For technologically minded youth of my generation, the space program has been nothing but a series of missed opportunities. Each time NASA let one of the space shuttle's external fuel tanks burn up in the atmosphere instead of giving it the little extra boost that would have kept it in orbit and let it be a building block for a huge space station, I'd burn up a little bit too. NASA, in its dotage, has started naming its telescopes after bureaucrats (James Webb) instead of scientific pioneers (Hubble). The gods Apollo and Mercury have grown ever more distant, as thinking that space exploration is one of the vital roles of government moved from the mainstream to the fringe. Exciting times are finally coming in space; Paul Allen's ambitious Stratolaunch, if it gets built, will be the largest airplane in the world, and will launch a rocket from between two Boeing 747 fuselages. Virgin Galactic might start flying tourists to the edge of Earth's atmosphere this year.

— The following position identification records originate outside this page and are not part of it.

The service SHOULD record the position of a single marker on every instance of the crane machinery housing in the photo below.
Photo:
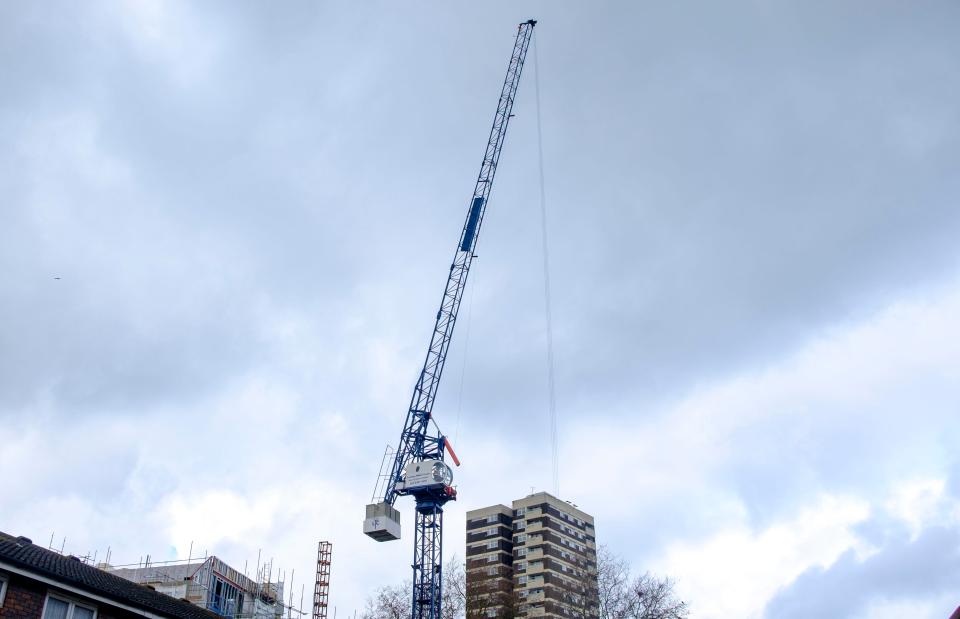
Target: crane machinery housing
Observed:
(418, 467)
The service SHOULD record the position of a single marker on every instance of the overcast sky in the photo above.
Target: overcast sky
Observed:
(225, 228)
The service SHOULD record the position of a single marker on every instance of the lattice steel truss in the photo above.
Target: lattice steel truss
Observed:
(321, 590)
(417, 443)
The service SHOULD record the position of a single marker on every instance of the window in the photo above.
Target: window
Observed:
(57, 607)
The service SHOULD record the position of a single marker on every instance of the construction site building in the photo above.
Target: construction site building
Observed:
(537, 558)
(211, 584)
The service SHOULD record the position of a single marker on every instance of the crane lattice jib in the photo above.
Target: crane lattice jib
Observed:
(415, 442)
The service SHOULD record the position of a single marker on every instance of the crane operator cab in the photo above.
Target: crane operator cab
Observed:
(419, 477)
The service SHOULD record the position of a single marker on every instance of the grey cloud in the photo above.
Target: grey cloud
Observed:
(903, 569)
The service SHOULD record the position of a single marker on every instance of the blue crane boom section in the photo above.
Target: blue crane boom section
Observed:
(417, 468)
(416, 441)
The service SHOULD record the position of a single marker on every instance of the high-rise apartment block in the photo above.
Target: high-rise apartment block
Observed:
(536, 559)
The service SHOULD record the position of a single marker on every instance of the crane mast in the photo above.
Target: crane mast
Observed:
(418, 466)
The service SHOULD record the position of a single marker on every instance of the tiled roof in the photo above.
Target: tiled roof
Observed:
(20, 552)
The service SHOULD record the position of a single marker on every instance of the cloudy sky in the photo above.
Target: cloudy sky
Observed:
(224, 233)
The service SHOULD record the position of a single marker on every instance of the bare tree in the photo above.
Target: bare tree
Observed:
(613, 585)
(643, 597)
(389, 603)
(454, 589)
(653, 598)
(394, 602)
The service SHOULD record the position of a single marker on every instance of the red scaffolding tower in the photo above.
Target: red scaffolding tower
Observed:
(321, 591)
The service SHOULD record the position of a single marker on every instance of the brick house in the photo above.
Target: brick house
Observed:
(36, 583)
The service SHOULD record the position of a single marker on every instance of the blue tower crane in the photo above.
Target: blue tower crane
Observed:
(418, 466)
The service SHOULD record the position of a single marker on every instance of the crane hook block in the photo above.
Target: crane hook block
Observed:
(470, 231)
(382, 522)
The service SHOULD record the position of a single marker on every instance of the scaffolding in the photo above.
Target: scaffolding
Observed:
(212, 584)
(321, 590)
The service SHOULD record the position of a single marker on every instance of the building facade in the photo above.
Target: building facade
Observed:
(37, 583)
(212, 584)
(537, 558)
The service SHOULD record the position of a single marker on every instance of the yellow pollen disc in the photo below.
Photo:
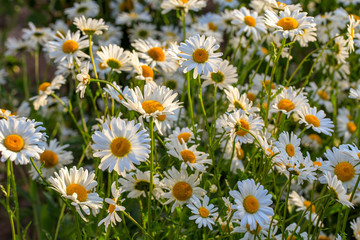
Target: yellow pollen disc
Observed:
(311, 119)
(212, 26)
(244, 124)
(102, 66)
(251, 96)
(120, 147)
(203, 212)
(182, 191)
(250, 21)
(14, 143)
(147, 72)
(200, 55)
(316, 137)
(251, 204)
(114, 63)
(188, 156)
(323, 95)
(184, 136)
(79, 190)
(317, 164)
(351, 127)
(239, 153)
(288, 23)
(344, 171)
(290, 150)
(157, 54)
(151, 106)
(286, 104)
(307, 204)
(70, 46)
(44, 86)
(112, 207)
(50, 158)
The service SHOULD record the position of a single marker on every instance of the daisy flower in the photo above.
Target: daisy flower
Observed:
(223, 76)
(84, 79)
(249, 23)
(252, 204)
(20, 139)
(155, 54)
(68, 47)
(289, 101)
(336, 187)
(251, 123)
(185, 5)
(289, 24)
(90, 26)
(343, 165)
(120, 145)
(54, 157)
(156, 102)
(238, 101)
(198, 53)
(181, 187)
(114, 207)
(46, 89)
(202, 212)
(138, 184)
(115, 57)
(87, 8)
(289, 145)
(77, 185)
(316, 120)
(189, 157)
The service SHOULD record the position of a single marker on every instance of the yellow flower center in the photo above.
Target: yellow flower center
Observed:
(113, 63)
(79, 190)
(212, 26)
(157, 54)
(151, 106)
(203, 212)
(239, 153)
(250, 21)
(200, 55)
(316, 137)
(70, 46)
(43, 86)
(50, 158)
(147, 72)
(184, 136)
(344, 171)
(182, 191)
(323, 95)
(14, 143)
(188, 156)
(351, 127)
(244, 124)
(120, 146)
(286, 104)
(311, 119)
(251, 204)
(288, 23)
(307, 204)
(290, 150)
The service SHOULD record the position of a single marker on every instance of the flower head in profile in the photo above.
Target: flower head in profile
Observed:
(77, 185)
(199, 54)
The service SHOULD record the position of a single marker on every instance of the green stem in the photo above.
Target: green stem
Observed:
(16, 200)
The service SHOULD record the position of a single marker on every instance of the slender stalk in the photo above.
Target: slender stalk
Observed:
(16, 200)
(8, 190)
(59, 220)
(151, 128)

But exciting as these private efforts are, they aren't going to get people anywhere new. They will be getting new (and more) people to the same places. But, for all the discourse of the innovativeness of industry, they will be building on the shoulders of over half a century of government-funded efforts to get to space. Space pioneers have always been sent by governments. For some time, they will continue to be. The government has to go to the moon again before industry can. I don't believe Gingrich when he says he could do it on the cheap, but he might be crazy enough to do it on the expensive. And it would be enormously expensive. (Although there may be something to the idea that private enterprise could do things substantially more cheaply.) But going to the moon won't have scientific or technological benefits that justify this expense in the short run.

In the short run, the only justification is the fact that it would be an enormously exciting thing to do. Like other aspects of Gingrich's candidacy, its appeal is emotional, not rational. Going to the moon would help restore America's faith in government (though this might be counterproductive for Gingrich's political aims).

In the long run, there is a concrete pay-off. Clichéd though it may be to say so, an asteroid or comet really could slam into Earth and destroy life as we know it. One could argue that we have a moral obligation, as the world's richest country, to develop an active and aggressive space program that would allow us to deal with this unlikely eventuality.

President Obama's attempts to reform NASA have been gestures in the right direction, but he has been tepid in this, as in so many other things. A President Gingrich might be able to get real money for space, even as he covers a massive government-spending program with the rhetoric of privatization. He might be able to actually build his moon base, maybe even get us to Mars. Gingrich would be a disaster here on Earth. But from 60 miles up, where the atmosphere thins out and space begins, from there to the edge of the solar system, he could be the best president we've ever had. And for that, I'd vote for him. Unless, that is, Obama can outflank him starward. I'd forgotten this for a long time, and it took Newt Gingrich to remind me, but you can always dream.